SHANGHAI-CHINA: Asian markets were mostly lower Monday, as mainland Chinese shares sank to a 20-month low on heavy selling by investors disappointed over a lack of new market-boosting measures.
That, along with a rebound in oil prices, help to drag down stocks in Hong Kong, Taiwan, South Korea and Singapore.
However in Tokyo, the region's biggest market, the benchmark Nikkei 225 index added 1.1 per cent to close at 13,165.45, as real estate and bank issues climbed.
Mitsubishi UFJ Financial Group gained 3.3 per cent. Sumitomo Mitsui Financial Group added 2.49 per cent. After the markets closed, MUFG said UnionBanCal had agreed to a share price of US$73.50 for the 35 per cent of the US bank that Mitsubishi UFJ doesn't own. The deal is worth about US$3.5 billion.
Major bank stocks had lost ground last week, sapped by lethargic earnings and rising credit costs following recent bankruptcies among midsize real estate firms.
A relatively strong dollar against the yen boosted most major exporters, including Toyota Motor Corp., Sony Corp. and Canon Inc.
Top property developer Mitsui Fudosan Co. rose 2.2 per cent.

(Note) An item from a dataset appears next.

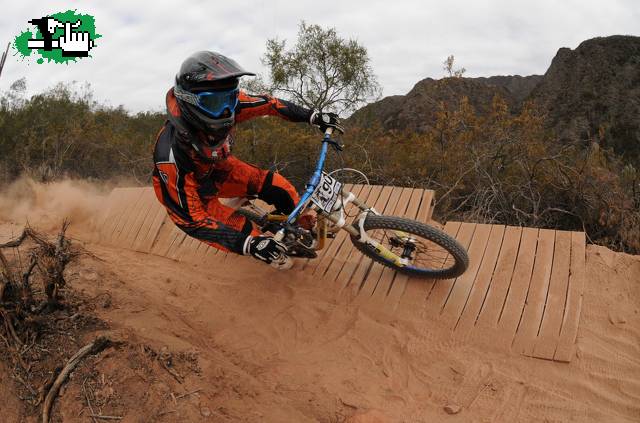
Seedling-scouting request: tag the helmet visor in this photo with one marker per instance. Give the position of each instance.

The benchmark index in Australia was the only other major stock measure to gain, eking out a rise of less than 0.1 per cent.
Throughout most of the region worries over the global economic outlook and a rebound in oil prices helped pull share prices lower.
Hong Kong's blue chip Hang Seng Index fell 1.1 percent to close at 20,930.67 in weak trading. ``We're trying to find the bottom,'' said Alex Tang, head of research at Core Pacific-Yamaichi. ``How far it will go is anybody's guess.''
Most sectors suffered losses. Foxconn International Holdings, the leading contract mobile phone maker, plunged 24.06 percent after issuing a profit warning last week.
Retail goods and textile exporter Li & Fung lost 0.21 per cent on worries about slumping demand overseas. Upstream producer CNOOC was down 1.87 per cent and Cheung Kong dropped 1.5 per cent.